昔本人に言ったら地獄の『淑女のたしなみフルコース(めちゃくちゃ臭いハーブで全身パックと激痛ツボマッサージ)』されたから言わなくなったけど。足のツボってなんであんなに痛いかな。
また話が逸れた。
「お嬢様のご希望通り闇市で仕入れて参りましたわ。こちらがアルモグラの尻尾とデボラの腸、キレネイナの胃液とミーミナの脇毛でございます」
言って、エブリンが手にした麻袋の口を私の前で広げて見せた。
喜々として中を覗き込むと、瓶詰めになった妖しげな材料が幾つか詰められているのが見える。
言っておくがお嬢様とは私のことだ。
幼少からエブリンには世話になっているが、嫁入りした今となっても呼び方はそのままらしい。
「うわあ……! まさか本当に手に入るなんて! 凄いわねエブリン! 一体どういう伝手を使ったの?」
「淑女に秘密はつきものですわお嬢様。そんなことより、料理長もそろそろ引き上げますし、調理場を使うなら今ですわよ」
麻袋の口を閉じたエブリンは、絶対S気質あるでしょ貴女、と突っ込みたくなる微笑を浮かべた。

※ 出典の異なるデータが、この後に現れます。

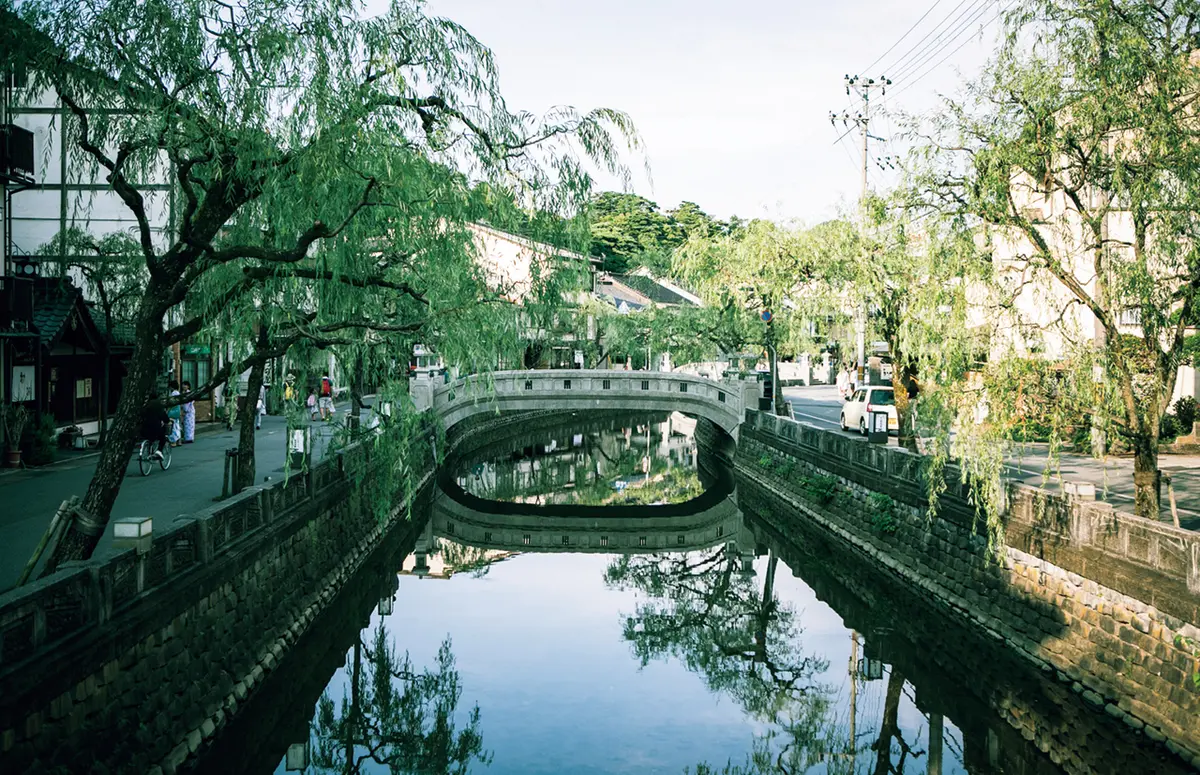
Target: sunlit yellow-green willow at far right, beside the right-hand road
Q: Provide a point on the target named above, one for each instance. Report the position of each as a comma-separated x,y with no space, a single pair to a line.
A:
1077,158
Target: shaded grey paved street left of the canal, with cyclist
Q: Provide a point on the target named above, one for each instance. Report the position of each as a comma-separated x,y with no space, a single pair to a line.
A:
29,498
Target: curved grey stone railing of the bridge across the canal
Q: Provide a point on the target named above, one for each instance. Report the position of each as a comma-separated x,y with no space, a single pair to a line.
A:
722,402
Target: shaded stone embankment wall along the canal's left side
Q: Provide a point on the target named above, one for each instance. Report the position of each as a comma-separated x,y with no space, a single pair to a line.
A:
133,664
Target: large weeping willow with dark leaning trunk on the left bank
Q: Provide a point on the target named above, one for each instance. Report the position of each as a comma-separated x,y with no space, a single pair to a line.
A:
280,125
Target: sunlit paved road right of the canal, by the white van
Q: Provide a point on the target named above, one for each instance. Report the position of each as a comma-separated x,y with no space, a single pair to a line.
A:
1113,477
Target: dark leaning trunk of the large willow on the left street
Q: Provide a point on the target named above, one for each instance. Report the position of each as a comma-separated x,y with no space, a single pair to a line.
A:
80,540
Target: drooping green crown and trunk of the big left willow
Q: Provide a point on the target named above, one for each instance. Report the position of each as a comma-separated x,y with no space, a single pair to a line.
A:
327,166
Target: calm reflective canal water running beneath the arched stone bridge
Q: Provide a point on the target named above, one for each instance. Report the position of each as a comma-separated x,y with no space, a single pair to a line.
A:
598,593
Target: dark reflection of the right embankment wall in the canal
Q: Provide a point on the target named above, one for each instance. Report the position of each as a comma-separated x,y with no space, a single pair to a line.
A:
1011,717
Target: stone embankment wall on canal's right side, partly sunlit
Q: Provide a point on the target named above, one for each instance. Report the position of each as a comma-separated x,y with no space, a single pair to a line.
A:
1131,648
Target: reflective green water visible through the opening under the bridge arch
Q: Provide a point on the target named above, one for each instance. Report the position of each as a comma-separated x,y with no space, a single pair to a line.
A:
650,460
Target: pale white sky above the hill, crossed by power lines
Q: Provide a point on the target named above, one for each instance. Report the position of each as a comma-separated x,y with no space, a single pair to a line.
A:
733,99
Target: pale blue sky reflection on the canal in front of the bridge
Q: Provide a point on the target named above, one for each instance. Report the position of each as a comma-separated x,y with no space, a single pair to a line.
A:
539,647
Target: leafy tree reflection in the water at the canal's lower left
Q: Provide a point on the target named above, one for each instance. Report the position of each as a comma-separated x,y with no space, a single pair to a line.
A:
397,717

彼女の右手が「ぐっじょぶ」になっているのは、勿論私が教えたからである。
いや、だって美女が親指立てて、ぐっ! てやってんの何か格好良いじゃないですか。
ってまたまた話が逸れた。
「ほんとだわ! 急ぎましょう!」
「お嬢様引っ張らないで下さいませ。あと淑女は走るものではありません。あくまで足音と気配を消して隠密行動がセオリーです」
「いやそれ暗殺者のセオリーだと思うよエブリン。んなことより早くっ」
「はいはい……」
苦笑するエブリンの袖を引っ張りながら、私達は抜き足差し足、屋敷の皆が寝静まった中調理場へと向かったのであった。
―――ほんと、先人は貴重な言葉を残してくれたもんだわ。
『鳴かぬなら、鳴かせてみせようホトトギス』なんて、ね。